Another aspect is that of data security both in terms of access and policies. And finally, there is data discovery piece to ensure that the people, who need to access the data for analysis, know which data to access and can trust the quality of the data. The AWS Lake Formation addresses each of the above three issues. It automates the process to reduce the time taken for someone to build the data lake.
DCIO: Data lake is a new concept, which is emerging. How different is it from the earlier concept of data warehouse?
HO: It’s a good point. The data warehouse concept was primarily built on the relational model. Earlier, you had a monolithic, single large enterprise data warehouse and to get your data into it, you had to know the schema beforehand. If you needed to analyse the data that didn’t fit the schema, you had to change it and tinker with the data warehouse. It became challenging to maintain the data warehouse because it was one large pool of data. If one group, within an organisation, is overusing the data warehouse, others would face latency issues. The data lake architecture does a couple of things: One, you don’t have to define any schema when you put the data in. You can put the data in whatever native format it is and do the schema on read versus write. Secondly, it decentralises the analytics, putting the onus on the individual business groups. It provides the data in the right quality and gives you the metadata to know which data is useful and which is not. But the onus is on you to do the analytics. Based on the data lake architecture, especially when you are working on the Cloud, you can set it up where different organisations have their own accounts and then they can decide what analytic service to use. So, some will use Amazon Athena, some will use Amazon Redshift, some will use Amazon EMR against the data in the data lake.
I’ll give a couple of example here.
The Major League Baseball (MLB) in the US have about 30 different baseball teams and they have to enable each one to do analytics to get information about their fans. Each of the team’s goal is how to increase ticket sales and how to increase renewal rates for seasonal tickets. The MLB provides the data lake to every team. They take all the information that comes from various channels including websites and social feeds, information from the teams in terms of ticket purchases and point of sale purchases. MLB curates the data lake and makes it available for the teams. The individual teams can then apply analytics. This wouldn’t have been the case with an enterprise data warehouse architecture.

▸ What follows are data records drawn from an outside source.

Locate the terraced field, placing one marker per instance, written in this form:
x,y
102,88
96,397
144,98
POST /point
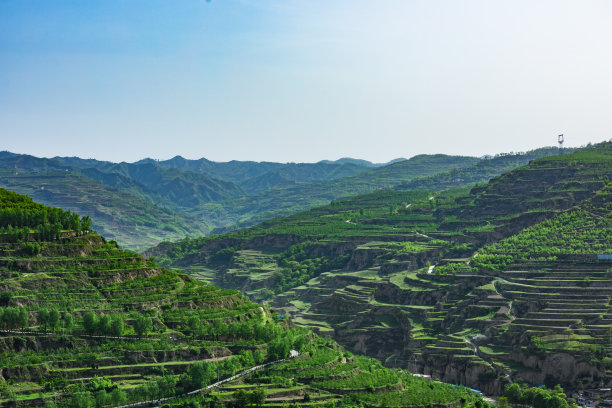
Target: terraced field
x,y
84,323
475,287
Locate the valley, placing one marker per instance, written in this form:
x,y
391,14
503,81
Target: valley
x,y
482,287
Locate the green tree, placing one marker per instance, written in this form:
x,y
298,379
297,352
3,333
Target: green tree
x,y
142,324
82,399
68,322
258,397
54,317
118,397
201,374
90,322
116,326
43,318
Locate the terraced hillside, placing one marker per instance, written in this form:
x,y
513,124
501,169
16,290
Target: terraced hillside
x,y
117,214
412,277
84,323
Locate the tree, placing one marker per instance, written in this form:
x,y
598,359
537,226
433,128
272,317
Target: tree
x,y
85,224
104,324
90,322
117,326
82,399
43,318
68,321
194,325
241,398
142,324
102,399
118,397
22,318
258,396
201,374
54,317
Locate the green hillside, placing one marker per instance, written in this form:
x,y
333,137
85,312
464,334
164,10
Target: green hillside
x,y
247,211
84,323
440,282
117,214
141,204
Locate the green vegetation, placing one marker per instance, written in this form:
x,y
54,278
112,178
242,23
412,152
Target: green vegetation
x,y
84,323
471,285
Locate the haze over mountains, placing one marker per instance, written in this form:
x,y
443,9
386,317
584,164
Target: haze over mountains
x,y
171,199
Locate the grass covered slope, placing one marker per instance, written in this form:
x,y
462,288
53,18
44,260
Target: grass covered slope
x,y
390,273
291,199
117,214
84,323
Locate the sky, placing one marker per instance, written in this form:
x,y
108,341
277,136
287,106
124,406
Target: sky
x,y
302,80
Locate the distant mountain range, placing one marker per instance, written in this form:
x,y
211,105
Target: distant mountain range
x,y
171,199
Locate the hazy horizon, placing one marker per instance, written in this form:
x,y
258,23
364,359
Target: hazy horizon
x,y
301,81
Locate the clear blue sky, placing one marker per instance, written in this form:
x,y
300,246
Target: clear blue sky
x,y
302,80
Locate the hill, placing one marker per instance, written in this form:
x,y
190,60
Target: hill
x,y
119,214
247,211
140,204
415,277
84,323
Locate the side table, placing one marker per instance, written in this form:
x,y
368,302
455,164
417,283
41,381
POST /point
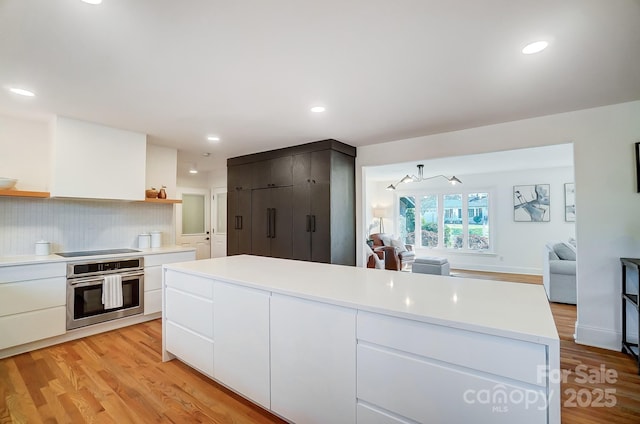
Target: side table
x,y
630,300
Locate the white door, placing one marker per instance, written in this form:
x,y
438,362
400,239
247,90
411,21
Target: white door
x,y
193,220
219,219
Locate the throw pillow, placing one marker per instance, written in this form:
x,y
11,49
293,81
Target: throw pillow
x,y
399,245
565,251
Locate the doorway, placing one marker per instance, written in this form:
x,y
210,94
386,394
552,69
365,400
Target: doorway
x,y
219,219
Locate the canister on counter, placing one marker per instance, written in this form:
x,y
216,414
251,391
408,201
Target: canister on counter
x,y
156,239
144,241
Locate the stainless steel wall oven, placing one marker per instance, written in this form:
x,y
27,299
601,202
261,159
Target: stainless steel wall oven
x,y
85,281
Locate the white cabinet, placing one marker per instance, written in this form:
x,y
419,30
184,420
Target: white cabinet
x,y
188,319
313,361
97,162
241,341
153,277
284,337
32,303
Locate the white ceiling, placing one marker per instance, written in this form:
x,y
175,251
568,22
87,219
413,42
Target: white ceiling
x,y
249,70
556,156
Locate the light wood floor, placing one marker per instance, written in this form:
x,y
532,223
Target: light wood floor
x,y
118,377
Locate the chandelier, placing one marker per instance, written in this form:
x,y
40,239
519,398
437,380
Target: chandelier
x,y
420,177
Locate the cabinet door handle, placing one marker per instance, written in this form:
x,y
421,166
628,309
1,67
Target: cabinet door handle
x,y
268,222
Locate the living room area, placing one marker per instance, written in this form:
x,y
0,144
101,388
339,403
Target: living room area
x,y
497,234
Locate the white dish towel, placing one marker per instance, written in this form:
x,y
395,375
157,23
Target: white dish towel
x,y
112,291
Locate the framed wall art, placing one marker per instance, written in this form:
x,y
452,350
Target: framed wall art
x,y
531,203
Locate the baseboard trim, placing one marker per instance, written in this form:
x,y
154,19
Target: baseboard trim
x,y
598,337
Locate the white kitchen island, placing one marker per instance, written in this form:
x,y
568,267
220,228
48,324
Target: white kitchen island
x,y
318,343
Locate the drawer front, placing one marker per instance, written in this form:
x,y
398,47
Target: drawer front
x,y
31,326
433,392
10,274
368,414
199,286
169,258
187,310
496,355
190,347
152,278
32,295
152,301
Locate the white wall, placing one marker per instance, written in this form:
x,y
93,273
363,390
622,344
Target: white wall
x,y
71,225
607,204
162,164
517,246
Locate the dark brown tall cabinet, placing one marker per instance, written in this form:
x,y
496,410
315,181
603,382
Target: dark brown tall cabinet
x,y
239,210
302,203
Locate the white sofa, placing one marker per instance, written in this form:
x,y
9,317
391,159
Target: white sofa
x,y
559,272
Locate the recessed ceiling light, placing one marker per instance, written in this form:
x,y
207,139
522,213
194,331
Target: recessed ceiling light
x,y
22,91
535,47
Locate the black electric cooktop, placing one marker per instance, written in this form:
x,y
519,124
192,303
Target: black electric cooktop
x,y
95,252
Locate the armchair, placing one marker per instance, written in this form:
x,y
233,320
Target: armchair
x,y
397,255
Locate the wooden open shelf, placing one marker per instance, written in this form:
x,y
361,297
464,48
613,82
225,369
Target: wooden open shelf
x,y
162,200
23,193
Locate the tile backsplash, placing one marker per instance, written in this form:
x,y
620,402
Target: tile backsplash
x,y
71,225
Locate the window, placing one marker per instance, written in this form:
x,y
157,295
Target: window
x,y
429,220
453,220
407,219
478,225
458,220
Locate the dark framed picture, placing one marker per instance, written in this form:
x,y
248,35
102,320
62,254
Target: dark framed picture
x,y
531,203
638,167
570,202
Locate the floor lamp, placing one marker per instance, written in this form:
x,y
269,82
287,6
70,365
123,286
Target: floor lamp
x,y
379,213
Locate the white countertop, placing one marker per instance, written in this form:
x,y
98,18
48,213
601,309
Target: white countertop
x,y
33,259
514,310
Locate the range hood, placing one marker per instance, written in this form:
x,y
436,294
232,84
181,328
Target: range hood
x,y
93,161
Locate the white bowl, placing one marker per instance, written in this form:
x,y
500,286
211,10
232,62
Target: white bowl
x,y
7,183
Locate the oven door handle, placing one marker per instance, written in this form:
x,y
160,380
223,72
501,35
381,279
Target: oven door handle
x,y
85,283
98,280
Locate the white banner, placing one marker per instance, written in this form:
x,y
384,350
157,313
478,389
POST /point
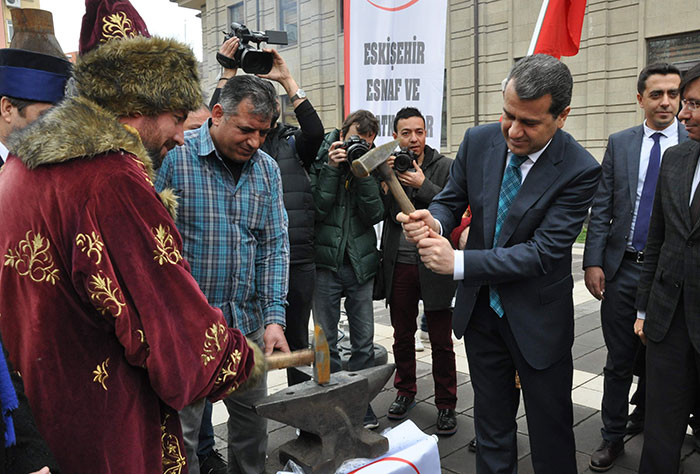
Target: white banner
x,y
395,58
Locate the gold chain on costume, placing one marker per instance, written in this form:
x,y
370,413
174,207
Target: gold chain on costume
x,y
90,244
101,374
32,258
173,460
166,251
212,345
117,25
104,294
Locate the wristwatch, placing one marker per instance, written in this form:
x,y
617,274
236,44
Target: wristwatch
x,y
299,94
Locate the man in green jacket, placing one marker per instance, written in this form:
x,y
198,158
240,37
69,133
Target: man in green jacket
x,y
347,258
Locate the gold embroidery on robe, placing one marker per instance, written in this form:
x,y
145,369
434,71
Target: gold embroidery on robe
x,y
142,167
173,460
101,373
90,244
212,345
107,296
230,370
32,258
166,252
117,25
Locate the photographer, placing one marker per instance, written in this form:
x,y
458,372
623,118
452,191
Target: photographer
x,y
407,280
347,208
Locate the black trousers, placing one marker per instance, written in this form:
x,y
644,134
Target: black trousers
x,y
493,359
618,315
302,279
673,375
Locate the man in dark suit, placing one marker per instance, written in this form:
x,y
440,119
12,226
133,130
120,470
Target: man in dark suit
x,y
529,185
668,299
615,243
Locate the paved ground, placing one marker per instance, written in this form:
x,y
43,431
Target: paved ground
x,y
589,357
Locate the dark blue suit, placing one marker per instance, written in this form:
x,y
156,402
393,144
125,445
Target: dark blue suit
x,y
531,269
606,242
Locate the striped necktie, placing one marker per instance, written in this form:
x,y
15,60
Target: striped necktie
x,y
510,186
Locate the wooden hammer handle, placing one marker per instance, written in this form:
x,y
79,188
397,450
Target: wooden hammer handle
x,y
396,189
283,360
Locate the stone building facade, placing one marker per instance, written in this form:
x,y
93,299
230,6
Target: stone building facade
x,y
619,38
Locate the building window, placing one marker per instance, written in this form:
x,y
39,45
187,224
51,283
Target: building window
x,y
288,19
443,127
682,50
236,14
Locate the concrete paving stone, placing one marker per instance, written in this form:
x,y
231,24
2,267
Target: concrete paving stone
x,y
586,323
592,338
592,362
579,350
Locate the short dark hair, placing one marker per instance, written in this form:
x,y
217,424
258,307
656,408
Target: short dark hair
x,y
20,104
540,74
405,113
690,75
364,120
656,68
261,95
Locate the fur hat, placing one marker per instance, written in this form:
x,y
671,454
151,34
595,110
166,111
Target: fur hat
x,y
146,76
107,19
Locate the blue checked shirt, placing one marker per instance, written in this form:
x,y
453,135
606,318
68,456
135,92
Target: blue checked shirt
x,y
234,234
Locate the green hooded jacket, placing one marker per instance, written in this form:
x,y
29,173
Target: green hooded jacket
x,y
347,208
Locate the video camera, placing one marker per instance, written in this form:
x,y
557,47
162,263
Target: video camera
x,y
252,60
404,160
355,147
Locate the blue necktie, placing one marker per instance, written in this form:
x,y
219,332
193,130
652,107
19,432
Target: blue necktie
x,y
641,226
509,189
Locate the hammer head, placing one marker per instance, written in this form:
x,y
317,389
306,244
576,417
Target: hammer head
x,y
364,165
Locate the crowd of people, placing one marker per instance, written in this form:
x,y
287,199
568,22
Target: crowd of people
x,y
155,249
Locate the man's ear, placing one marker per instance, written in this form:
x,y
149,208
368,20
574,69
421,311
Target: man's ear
x,y
6,109
217,114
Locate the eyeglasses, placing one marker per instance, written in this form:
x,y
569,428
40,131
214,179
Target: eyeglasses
x,y
691,104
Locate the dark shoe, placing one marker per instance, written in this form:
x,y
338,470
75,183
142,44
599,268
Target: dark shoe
x,y
399,409
447,422
213,464
370,422
604,457
635,423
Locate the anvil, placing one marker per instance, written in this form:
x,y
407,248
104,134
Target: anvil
x,y
329,418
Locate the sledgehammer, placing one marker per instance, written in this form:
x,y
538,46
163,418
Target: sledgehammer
x,y
376,158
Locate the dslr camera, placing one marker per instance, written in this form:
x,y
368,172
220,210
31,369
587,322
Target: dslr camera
x,y
404,160
251,59
355,147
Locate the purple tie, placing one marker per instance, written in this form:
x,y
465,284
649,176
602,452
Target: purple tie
x,y
641,226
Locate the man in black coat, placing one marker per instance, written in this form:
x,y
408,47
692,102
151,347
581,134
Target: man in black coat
x,y
407,280
668,299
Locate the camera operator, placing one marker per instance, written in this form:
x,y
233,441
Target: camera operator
x,y
407,280
347,208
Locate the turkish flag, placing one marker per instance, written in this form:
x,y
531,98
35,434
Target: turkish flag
x,y
560,34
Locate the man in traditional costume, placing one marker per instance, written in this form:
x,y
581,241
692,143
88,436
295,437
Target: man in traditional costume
x,y
100,313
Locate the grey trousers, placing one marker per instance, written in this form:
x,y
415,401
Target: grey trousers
x,y
247,432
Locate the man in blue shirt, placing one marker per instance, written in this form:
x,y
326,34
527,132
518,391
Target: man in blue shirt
x,y
234,227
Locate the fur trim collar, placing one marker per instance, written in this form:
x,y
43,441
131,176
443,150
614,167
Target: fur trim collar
x,y
79,128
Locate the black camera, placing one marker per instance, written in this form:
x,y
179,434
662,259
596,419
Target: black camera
x,y
252,60
355,147
404,160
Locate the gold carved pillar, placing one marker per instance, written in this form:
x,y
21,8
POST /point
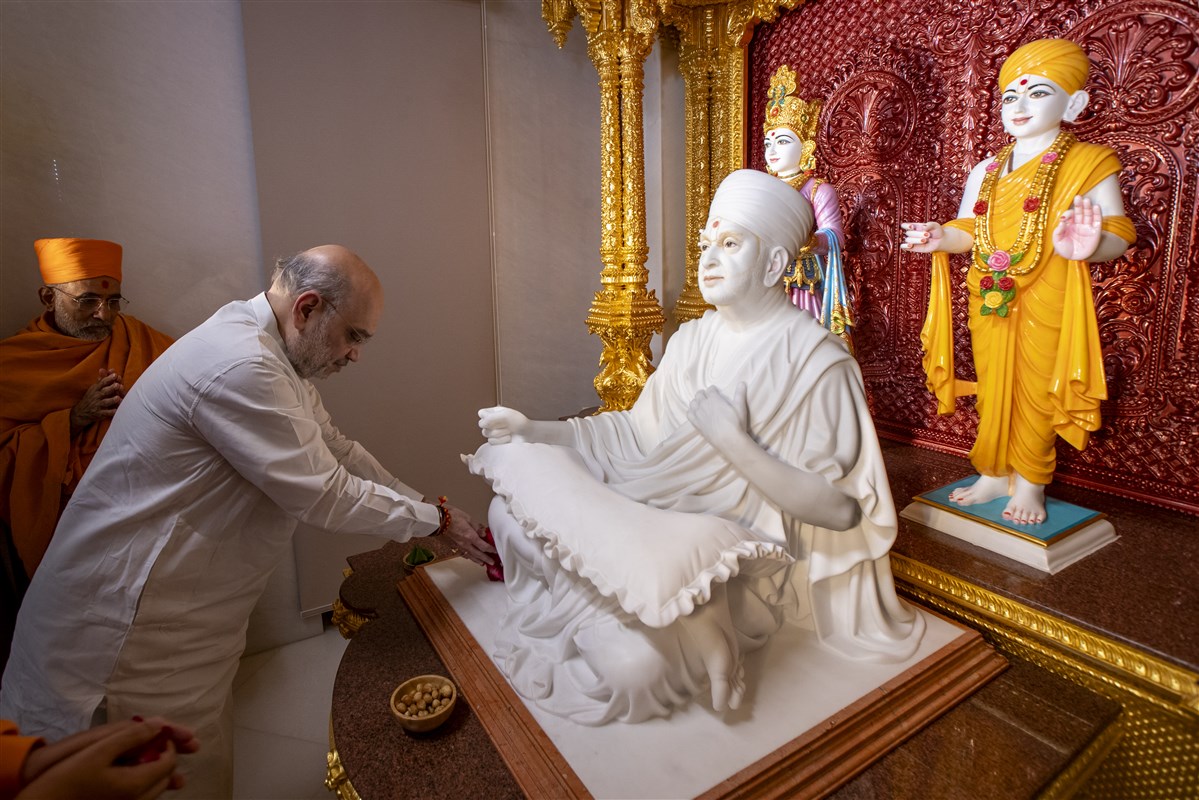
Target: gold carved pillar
x,y
712,52
625,314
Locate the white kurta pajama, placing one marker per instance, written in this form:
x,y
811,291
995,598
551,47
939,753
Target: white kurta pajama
x,y
143,599
614,543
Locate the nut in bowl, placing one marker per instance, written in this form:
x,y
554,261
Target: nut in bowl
x,y
423,703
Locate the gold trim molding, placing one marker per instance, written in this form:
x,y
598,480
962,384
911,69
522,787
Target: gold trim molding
x,y
1125,667
712,59
1157,755
336,780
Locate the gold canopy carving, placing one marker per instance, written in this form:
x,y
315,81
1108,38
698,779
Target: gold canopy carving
x,y
712,40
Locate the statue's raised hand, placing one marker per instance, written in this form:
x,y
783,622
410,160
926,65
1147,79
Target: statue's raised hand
x,y
501,425
921,236
717,417
1077,235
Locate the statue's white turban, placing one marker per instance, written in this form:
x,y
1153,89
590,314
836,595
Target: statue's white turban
x,y
765,206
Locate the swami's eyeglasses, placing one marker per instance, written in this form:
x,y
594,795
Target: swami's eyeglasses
x,y
91,304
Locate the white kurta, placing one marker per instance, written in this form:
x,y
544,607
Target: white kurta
x,y
144,595
595,577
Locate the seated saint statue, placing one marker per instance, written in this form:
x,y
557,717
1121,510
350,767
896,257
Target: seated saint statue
x,y
815,278
1032,217
648,551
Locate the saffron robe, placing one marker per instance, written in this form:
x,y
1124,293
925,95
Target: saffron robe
x,y
44,374
1041,367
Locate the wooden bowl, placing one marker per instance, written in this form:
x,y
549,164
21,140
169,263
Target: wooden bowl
x,y
410,719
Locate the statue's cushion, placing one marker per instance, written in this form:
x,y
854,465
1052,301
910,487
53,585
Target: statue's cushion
x,y
657,564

The second example is that of Amazon.com. We recently moved from the legacy Oracle data warehouse to a data lake architecture that is built on Amazon S3 with EMR and Redshift and Glue. AWS Glue is the data catalogue. Amazon had about 50 terabytes of data in this enterprise data warehouse, which was way beyond the limits of what that system was designed for. It had had about 3000 different teams that were accessing that data to perform analytics. Any small team in the Amazon would want to look at metrics and if you look at all the different sub-teams within Amazon it’s a lot. If they were doing a transformation on a table that was more than 100 million rows, it consistently failed. With the data lake architecture in place, they are able to support 100 terabytes of data and now the dictionary and data lakes are available to all these different teams. The teams can set up their own accounts and use EMR or Redshift to run their own analytics without removing the bottlenecks of depending on one central enterprise data warehouse.
DCIO: How is AWS Lake Formation relevant in this context?
HO: It usually takes months to get the data lake to a place where its useful and productive. The reason it takes long is you have to ensure the availability of right data, quality, appropriate security etc. IT teams have to create what’s called a ‘data catalogue’ or a ‘data dictionary’ that defines the metadata so that the accessed data is useful. AWS Lake Formation gives the ability to create templates, workflows, and policies that you can, for example, define security policies once and for all. It gives you a catalogue and a dictionary also which reduces the time from months to days and accelerate the business.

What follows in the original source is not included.